Whatever the future holds, the magnitude of Team Sky’s transition for pro cycling is hard to overstate. Team Sky’s massive budget has been close to double that of many other WorldTour teams. For example, Ag2r, the team of Romain Bardet, who finished second at the Tour de France in 2016, and third in 2017, had a budget of $19 million USD for the 2017 season.
Sky has traditionally used its massive budget differential to sign the best riders in the world and stifle competition. This strategy has produced undeniable results and has allowed Sky to snap up the most talented up-and-coming riders. The team’s dominance on the road and in the transfer market has influenced nearly every aspect of the sport. Yet, the team’s ability to set an infernal pace on the front of the peloton, particularly on climbing stages, and to control grand tours from beginning to end has led race organizers to introduce steeper, shorter climbs, and severely reduce the number of time trial kilometers.

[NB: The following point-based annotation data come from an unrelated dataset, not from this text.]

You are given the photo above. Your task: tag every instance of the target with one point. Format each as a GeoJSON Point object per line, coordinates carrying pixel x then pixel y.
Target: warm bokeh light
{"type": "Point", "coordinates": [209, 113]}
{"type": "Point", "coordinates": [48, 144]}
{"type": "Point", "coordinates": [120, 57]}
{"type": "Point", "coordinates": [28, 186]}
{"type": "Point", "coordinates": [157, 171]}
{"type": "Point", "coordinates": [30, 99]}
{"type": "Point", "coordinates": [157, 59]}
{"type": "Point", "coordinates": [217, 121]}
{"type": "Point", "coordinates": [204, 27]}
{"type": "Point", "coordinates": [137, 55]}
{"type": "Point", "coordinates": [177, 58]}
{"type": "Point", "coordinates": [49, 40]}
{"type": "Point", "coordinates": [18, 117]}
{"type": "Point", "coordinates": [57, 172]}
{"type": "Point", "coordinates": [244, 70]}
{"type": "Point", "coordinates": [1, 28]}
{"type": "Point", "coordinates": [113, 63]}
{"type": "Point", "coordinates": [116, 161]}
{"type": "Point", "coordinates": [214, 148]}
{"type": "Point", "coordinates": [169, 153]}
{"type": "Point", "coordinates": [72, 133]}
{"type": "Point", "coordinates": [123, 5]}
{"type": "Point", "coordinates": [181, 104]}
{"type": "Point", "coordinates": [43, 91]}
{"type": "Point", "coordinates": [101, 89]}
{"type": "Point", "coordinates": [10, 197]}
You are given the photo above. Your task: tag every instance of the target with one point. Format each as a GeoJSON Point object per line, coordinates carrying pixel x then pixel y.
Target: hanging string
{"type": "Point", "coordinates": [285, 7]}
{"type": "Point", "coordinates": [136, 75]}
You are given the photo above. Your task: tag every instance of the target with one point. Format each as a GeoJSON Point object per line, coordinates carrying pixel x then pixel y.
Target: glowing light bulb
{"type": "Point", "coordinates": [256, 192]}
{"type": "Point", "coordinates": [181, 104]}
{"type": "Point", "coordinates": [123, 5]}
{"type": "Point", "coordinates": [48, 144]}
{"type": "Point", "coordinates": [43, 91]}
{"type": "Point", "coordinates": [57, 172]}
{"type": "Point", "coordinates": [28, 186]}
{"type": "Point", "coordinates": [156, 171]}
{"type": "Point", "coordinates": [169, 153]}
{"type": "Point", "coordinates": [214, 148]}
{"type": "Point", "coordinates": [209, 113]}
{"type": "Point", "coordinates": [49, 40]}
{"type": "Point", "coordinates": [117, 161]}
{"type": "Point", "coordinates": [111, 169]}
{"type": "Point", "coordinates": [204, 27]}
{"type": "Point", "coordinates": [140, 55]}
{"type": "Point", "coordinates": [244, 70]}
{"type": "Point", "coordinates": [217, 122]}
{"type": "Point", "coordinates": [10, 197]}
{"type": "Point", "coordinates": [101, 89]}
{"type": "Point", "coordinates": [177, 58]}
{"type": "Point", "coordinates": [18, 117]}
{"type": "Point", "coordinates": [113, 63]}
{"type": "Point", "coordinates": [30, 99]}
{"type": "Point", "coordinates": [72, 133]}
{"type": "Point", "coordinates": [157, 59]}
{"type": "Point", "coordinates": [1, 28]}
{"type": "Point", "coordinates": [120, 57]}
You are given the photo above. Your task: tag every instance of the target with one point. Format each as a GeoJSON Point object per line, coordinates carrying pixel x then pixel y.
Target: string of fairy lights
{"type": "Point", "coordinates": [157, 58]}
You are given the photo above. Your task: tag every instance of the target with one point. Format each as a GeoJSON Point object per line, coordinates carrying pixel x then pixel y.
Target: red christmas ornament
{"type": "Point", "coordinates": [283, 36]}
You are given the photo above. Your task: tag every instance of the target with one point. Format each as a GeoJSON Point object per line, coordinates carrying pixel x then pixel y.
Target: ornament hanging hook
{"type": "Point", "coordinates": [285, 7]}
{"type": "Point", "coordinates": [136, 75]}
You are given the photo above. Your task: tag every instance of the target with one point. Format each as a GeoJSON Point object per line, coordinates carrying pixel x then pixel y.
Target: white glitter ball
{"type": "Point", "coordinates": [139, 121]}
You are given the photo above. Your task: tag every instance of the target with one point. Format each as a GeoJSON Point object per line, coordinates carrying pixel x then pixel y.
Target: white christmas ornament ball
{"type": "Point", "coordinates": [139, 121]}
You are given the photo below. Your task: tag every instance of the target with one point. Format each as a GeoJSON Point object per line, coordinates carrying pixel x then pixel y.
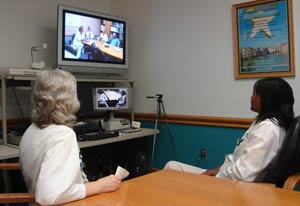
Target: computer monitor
{"type": "Point", "coordinates": [110, 99]}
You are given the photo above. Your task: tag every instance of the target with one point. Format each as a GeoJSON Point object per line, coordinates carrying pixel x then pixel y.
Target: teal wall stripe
{"type": "Point", "coordinates": [188, 141]}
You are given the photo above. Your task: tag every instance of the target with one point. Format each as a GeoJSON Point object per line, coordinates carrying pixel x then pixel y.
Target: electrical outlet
{"type": "Point", "coordinates": [203, 153]}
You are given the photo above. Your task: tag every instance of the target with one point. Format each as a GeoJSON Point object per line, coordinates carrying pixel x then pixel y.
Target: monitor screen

If the team is forced to take a significant budget reduction, or if it eventually disappears altogether, the racing landscape could experience a major power vacuum. We believe a redistribution of Sky’s current talent across the other WorldTour teams could potentially lead to more open and exciting racing, and help to break up the stagnant racing that has become increasingly common at the Tour de France.
But there are clearly two sides to this evolving story. Yes, Sky’s money benefited its riders, while forcing other teams to spend beyond their means and potentially diminishing their value for existing and potential sponsors. But one can also make the argument that it is never good for money to leave the sport. Even if a possible departure or reduction of Sky could foster positive competitive effects for the sport, it doesn’t speak well to the situation if two major media companies, which enjoyed some of the greatest success imaginable, decide the sport is simply not worth it anymore. Even if the vague rumors are true that Comcast may continue funding the team for a few more years, this may just represent a band-aid on a serious wound.
Sky’s nine-year run has been historic, yielding wins in all three of the sport’s grand tours, along with a stunning six Tour de France victories by three different riders, as well as a wealth of other major events. Its dominant style of riding has literally changed the way organizers draw up race courses, and the way competing teams structure their programs. Sky’s “marginal gains” approach revolutionized the sport and pushed the limits of sports science. But even if Brailsford is able to pull a rabbit out of the hat, and the team successfully transitions to a new owner/sponsor, it is likely that they will have to learn how to operate under more constrained funding. Hence, we believe it is unlikely that a revamped team will ever reach the heights of the former Sky glory days.